PS. I have documented all unprofessional behavior by residents/staff
 
IMHO you're fine. It's March now, and if your first 7 months (July - January) were completed with good evaluations in medicine, then you have no reason to fear that your last 4 months will be disasters. It was an anomaly.

Remember, this isn't like school. You didn't get a Bad Grade that will be on your Permanent Record forever. You're a preliminary intern getting ready to head into what I presume is either anesthesia or neurology (hence the utility of caring for pediatric patients)-- this is all Pass/Fail. You get the credit or you don't. It sounds like you got trashed on the eval but still "passed," which is ultimately all that matters.

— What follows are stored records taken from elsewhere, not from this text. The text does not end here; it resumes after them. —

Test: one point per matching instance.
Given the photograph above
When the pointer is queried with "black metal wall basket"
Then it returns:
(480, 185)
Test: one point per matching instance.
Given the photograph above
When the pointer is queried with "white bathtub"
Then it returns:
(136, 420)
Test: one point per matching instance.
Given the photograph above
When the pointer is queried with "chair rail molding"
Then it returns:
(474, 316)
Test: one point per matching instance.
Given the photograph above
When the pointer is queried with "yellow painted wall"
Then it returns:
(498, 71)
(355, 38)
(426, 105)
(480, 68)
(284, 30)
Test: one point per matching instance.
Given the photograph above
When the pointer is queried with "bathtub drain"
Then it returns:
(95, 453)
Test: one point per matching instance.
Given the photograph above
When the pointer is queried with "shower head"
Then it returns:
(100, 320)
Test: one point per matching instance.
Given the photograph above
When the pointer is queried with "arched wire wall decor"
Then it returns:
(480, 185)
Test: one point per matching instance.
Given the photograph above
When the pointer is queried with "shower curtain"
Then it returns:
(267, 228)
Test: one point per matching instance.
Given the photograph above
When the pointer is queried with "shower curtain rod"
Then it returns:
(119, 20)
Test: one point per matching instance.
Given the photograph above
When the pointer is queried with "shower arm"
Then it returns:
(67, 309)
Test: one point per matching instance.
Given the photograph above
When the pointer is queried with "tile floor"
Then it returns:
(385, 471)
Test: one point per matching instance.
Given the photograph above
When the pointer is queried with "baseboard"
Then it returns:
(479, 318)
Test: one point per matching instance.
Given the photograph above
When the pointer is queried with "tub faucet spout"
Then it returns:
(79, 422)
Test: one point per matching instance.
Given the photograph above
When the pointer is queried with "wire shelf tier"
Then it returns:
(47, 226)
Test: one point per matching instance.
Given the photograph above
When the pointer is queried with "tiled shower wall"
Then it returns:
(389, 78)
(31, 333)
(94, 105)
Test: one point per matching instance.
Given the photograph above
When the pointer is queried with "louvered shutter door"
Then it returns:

Just shine as best you can from here on out-- in your chosen specialty, which I presume you're naturally more excited about and more comfortable in.
 
IMHO you're fine. It's March now, and if your first 7 months (July - January) were completed with good evaluations in medicine, then you have no reason to fear that your last 4 months will be disasters. It was an anomaly.

Remember, this isn't like school. You didn't get a Bad Grade that will be on your Permanent Record forever. You're a preliminary intern getting ready to head into what I presume is either anesthesia or neurology (hence the utility of caring for pediatric patients)-- this is all Pass/Fail. You get the credit or you don't. It sounds like you got trashed on the eval but still "passed," which is ultimately all that matters.

Just shine as best you can from here on out-- in your chosen specialty, which I presume you're
naturally more excited about and more comfortable in.


I totally understand this...I just feel like I was really taken advantage of in my peds rotation with the end result being an eval that absolutely trashes me as both a doctor and a person. My question is: Should I expose in detail to either my medicine PD or my specialty PD exactly what kind of abuse took place? I feel if I don't than evil will prevail literally
 
You have the right to have a copy of the evaluation and to place a letter in your file which addresses each of the complaints.

IMHO this is important to do, and to do now, because there may come a time, when you are applying for privileges at a hospital and your file is accessed. It may be by someone who is not familiar with you (ie, a new PD), and they can only provide information based on your evals. Now, since you aren't going into Peds, it probably won't happen and/or make a difference but you should document the abuse and address the accusations (especially those that you say are incorrect) and have a copy placed in your file.